429 - Association of Anemia, Red Blood cell transfusions (RBCT) and Retinopathy of Prematurity (ROP)

Poster Number: 429
Publication Number: 429.137

Rakesh Rao, Washington University in St. Louis School of Medicine, Saint Louis, MO, United States; Tiffany J. Wu, Washington University in St. Louis School of Medicine, Thornton, CO, United States; Hongjie gu, Washington University in St. Louis School of Medicine, St. Louis, MO, United States; Margaret Reynolds, Washington University in St. Louis School of Medicine, Saint Louis, MO, United States

Background: ROP is associated with both anemia (low hemoglobin) and RBCTs in preterm infants. It is unclear whether a higher hemoglobin (Hgb) threshold ( >8 g/dl) or transfusions are associated with the development of severe ROP (sROP).
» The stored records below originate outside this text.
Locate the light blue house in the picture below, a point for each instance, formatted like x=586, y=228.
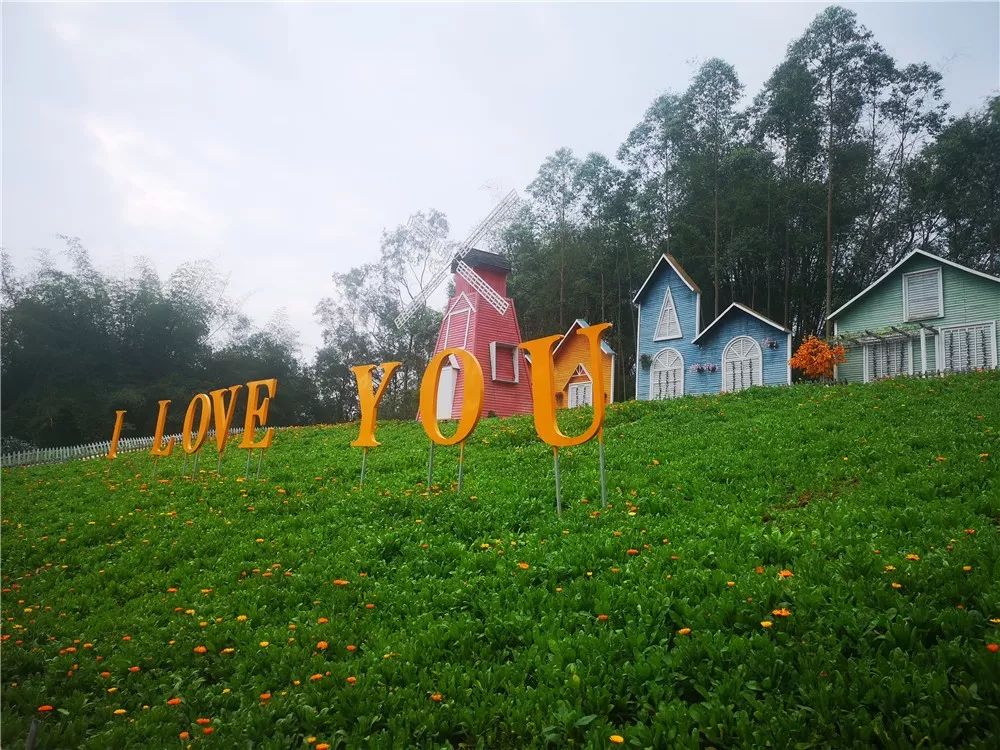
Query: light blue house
x=677, y=357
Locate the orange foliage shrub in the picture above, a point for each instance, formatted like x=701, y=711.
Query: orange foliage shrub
x=816, y=358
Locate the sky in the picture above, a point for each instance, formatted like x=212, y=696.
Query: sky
x=280, y=141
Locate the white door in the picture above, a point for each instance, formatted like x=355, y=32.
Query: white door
x=581, y=394
x=741, y=364
x=446, y=391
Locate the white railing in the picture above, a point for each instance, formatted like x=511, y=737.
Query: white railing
x=89, y=450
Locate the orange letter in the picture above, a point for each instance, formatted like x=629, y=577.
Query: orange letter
x=116, y=434
x=472, y=403
x=543, y=387
x=257, y=413
x=369, y=400
x=158, y=448
x=224, y=413
x=189, y=445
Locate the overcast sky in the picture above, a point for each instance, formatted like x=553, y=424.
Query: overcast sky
x=279, y=141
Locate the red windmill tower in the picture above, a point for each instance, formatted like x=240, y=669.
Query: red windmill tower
x=481, y=319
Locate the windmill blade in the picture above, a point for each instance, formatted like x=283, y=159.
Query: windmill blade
x=479, y=284
x=501, y=212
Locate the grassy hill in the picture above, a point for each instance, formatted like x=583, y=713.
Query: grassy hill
x=395, y=616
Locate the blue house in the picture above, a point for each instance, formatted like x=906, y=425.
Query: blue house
x=676, y=356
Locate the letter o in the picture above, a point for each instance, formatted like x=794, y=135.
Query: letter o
x=206, y=415
x=472, y=403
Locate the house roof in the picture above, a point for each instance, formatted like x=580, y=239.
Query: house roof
x=578, y=323
x=748, y=311
x=896, y=267
x=480, y=258
x=581, y=323
x=678, y=269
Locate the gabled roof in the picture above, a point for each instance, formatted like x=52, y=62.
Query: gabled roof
x=892, y=270
x=678, y=269
x=748, y=311
x=581, y=323
x=578, y=323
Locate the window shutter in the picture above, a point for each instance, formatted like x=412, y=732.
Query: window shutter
x=923, y=295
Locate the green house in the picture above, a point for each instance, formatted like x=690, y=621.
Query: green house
x=925, y=315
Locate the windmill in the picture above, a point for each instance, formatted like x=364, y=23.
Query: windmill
x=479, y=318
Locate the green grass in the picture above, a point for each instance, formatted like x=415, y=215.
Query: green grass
x=833, y=484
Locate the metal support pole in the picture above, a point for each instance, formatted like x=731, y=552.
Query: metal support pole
x=604, y=484
x=555, y=463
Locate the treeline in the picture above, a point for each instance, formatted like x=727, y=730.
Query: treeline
x=842, y=163
x=79, y=344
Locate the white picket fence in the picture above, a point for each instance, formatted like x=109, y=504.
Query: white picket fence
x=89, y=450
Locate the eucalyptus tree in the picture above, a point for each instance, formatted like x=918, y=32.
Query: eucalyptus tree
x=834, y=50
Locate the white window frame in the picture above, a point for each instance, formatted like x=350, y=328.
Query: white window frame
x=581, y=384
x=652, y=370
x=669, y=297
x=866, y=350
x=906, y=282
x=939, y=342
x=493, y=362
x=760, y=359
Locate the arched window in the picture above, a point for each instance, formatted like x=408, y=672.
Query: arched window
x=666, y=376
x=741, y=364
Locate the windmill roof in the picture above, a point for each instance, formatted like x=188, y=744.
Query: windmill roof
x=480, y=258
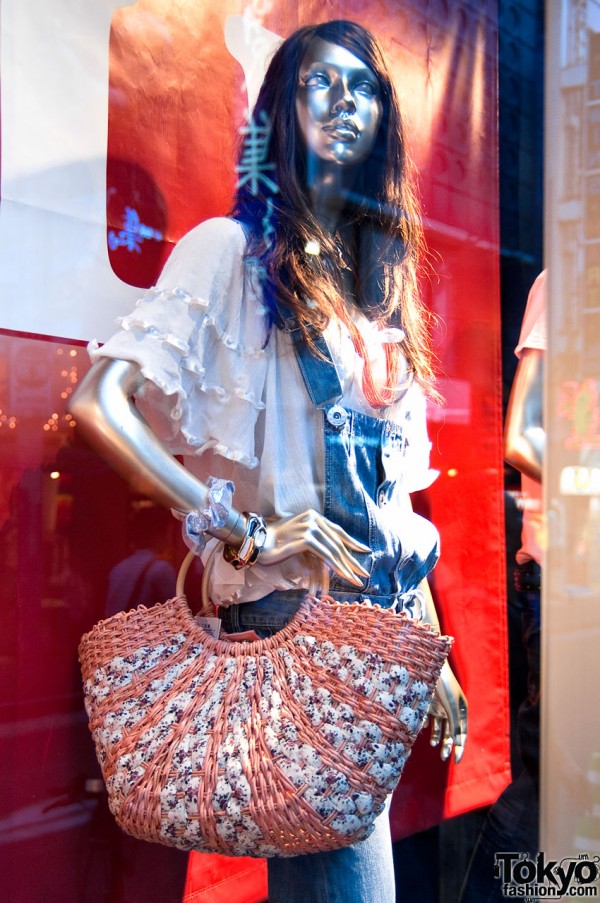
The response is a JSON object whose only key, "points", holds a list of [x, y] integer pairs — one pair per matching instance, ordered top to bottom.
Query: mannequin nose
{"points": [[344, 104]]}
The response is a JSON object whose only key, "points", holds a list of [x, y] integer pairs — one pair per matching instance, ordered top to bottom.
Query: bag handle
{"points": [[318, 586], [207, 608]]}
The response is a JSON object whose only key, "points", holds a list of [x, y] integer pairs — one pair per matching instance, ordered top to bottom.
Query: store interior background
{"points": [[70, 825]]}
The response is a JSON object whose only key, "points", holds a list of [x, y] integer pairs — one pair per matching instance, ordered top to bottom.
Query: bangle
{"points": [[251, 546]]}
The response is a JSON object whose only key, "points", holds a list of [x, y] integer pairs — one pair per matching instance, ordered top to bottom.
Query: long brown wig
{"points": [[381, 237]]}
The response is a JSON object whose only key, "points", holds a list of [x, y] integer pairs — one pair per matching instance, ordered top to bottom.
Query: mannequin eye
{"points": [[316, 80], [369, 89]]}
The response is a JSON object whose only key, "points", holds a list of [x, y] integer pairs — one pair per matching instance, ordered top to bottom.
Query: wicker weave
{"points": [[283, 746]]}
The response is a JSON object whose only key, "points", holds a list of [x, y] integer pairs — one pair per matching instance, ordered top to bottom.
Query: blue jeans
{"points": [[363, 493], [363, 873]]}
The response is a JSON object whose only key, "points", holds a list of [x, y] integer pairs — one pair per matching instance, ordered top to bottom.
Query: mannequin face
{"points": [[338, 104]]}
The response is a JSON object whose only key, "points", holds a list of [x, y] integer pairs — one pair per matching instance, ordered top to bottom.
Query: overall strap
{"points": [[318, 370]]}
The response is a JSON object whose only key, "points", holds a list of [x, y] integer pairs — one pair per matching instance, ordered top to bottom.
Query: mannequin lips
{"points": [[341, 128]]}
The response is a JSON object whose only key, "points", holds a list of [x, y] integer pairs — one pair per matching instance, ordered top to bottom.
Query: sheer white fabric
{"points": [[227, 393]]}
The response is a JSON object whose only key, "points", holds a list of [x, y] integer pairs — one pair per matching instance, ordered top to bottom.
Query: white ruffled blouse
{"points": [[227, 394]]}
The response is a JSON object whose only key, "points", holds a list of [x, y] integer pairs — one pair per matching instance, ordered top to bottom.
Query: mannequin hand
{"points": [[312, 532], [448, 715]]}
Objective: To determine the association of severe anemia (Hgb≤8 gm/dl or Hct≤23%), RBCT and sROP (laser photocoagulation or bevacizumab treatment).

Design/Methods: Single center cohort of patients screened for ROP over a 6 year epoch. Infants with sROP were matched with gestational age (GA) and gender matched controls. Clinical and demographic factors, weekly Hgb, hematocrit (Hct) and RBCT data were collected. Wilcoxson rank sum, Chi square and logistic regression tests were used for analyses. Cox proportional-hazards regression models to estimate cause-specific hazard and magnitude of effect of each risk factor, and random effects Cox proportional-hazards regression models were performed for covariates with repeated measurements. A P-value < 0.05 was considered significant.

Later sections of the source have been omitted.